Ou seja: a IA não está apenas reduzindo equipes técnicas. Ela está eliminando funções administrativas que pareciam protegidas da automação.
O que os CEOs estão dizendo, nos seus próprios termos
Algumas citações revelam a lógica que está guiando as decisões. O CEO da Atlassian, Mike Cannon-Brookes, foi o mais equilibrado:
“Nossa abordagem não é ‘IA substitui pessoas’. Mas seria desonesto fingir que a IA não muda o mix de habilidades que precisamos.”
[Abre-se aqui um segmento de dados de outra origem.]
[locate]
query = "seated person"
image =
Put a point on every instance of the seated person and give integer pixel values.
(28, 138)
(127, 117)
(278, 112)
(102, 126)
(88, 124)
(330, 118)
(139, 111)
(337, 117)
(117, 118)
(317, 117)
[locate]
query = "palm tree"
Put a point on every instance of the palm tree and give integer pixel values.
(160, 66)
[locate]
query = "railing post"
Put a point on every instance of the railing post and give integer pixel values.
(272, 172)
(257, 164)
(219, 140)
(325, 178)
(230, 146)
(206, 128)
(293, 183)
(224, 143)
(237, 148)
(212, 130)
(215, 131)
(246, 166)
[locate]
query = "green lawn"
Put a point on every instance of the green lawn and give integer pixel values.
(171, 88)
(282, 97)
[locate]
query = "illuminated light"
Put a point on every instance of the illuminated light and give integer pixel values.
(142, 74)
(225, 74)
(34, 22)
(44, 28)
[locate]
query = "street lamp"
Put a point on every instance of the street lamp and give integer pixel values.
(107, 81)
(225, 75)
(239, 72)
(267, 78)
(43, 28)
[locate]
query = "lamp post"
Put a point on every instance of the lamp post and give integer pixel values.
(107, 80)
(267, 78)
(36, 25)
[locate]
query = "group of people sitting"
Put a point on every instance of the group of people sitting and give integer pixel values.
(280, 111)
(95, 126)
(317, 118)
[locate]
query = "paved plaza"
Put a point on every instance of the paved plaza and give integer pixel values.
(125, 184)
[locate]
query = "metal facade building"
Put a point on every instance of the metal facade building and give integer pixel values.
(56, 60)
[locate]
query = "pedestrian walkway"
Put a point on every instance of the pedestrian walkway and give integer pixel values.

Já o CEO da Salesforce, Marc Benioff, foi mais direto. Depois de cortar cerca de 4.000 vagas de suporte ao cliente, ele disse que a empresa precisava de “menos cabeças” porque os agentes de IA fazem o trabalho.
Contudo, a Cisco ofereceu uma narrativa diferente. O CFO Mark Patterson afirmou que os cortes de 4.000 postos não foram motivados por economia:
“Essa não foi uma reestruturação orientada a redução de custos. É mais sobre realinhar recursos em torno de silício, óptica, segurança e IA.”
O que vem a seguir
A GitLab entrou para a lista em junho de 2026 com cortes de 350 pessoas, 14% do quadro, para financiar investimentos em infraestrutura de IA. O CEO Bill Staples afirmou que a empresa passava por uma “reconstrução geracional” para suportar cargas de trabalho de agentes em escala de 100 vezes o atual.
A empresa já está saindo de 22 países. Isso é relevante para o mercado LATAM: presença global de plataformas de desenvolvimento pode diminuir, concentrando ainda mais a infraestrutura de tecnologia em poucos centros.
Por fim, o padrão de 2026 deixa uma questão sem resposta fácil: se receita cresce, lucro bate recordes e ainda assim o emprego encolhe, em que ponto a narrativa da eficiência via IA se transforma em concentração estrutural de renda? Essa tensão vai definir o debate regulatório sobre trabalho e tecnologia nos próximos anos.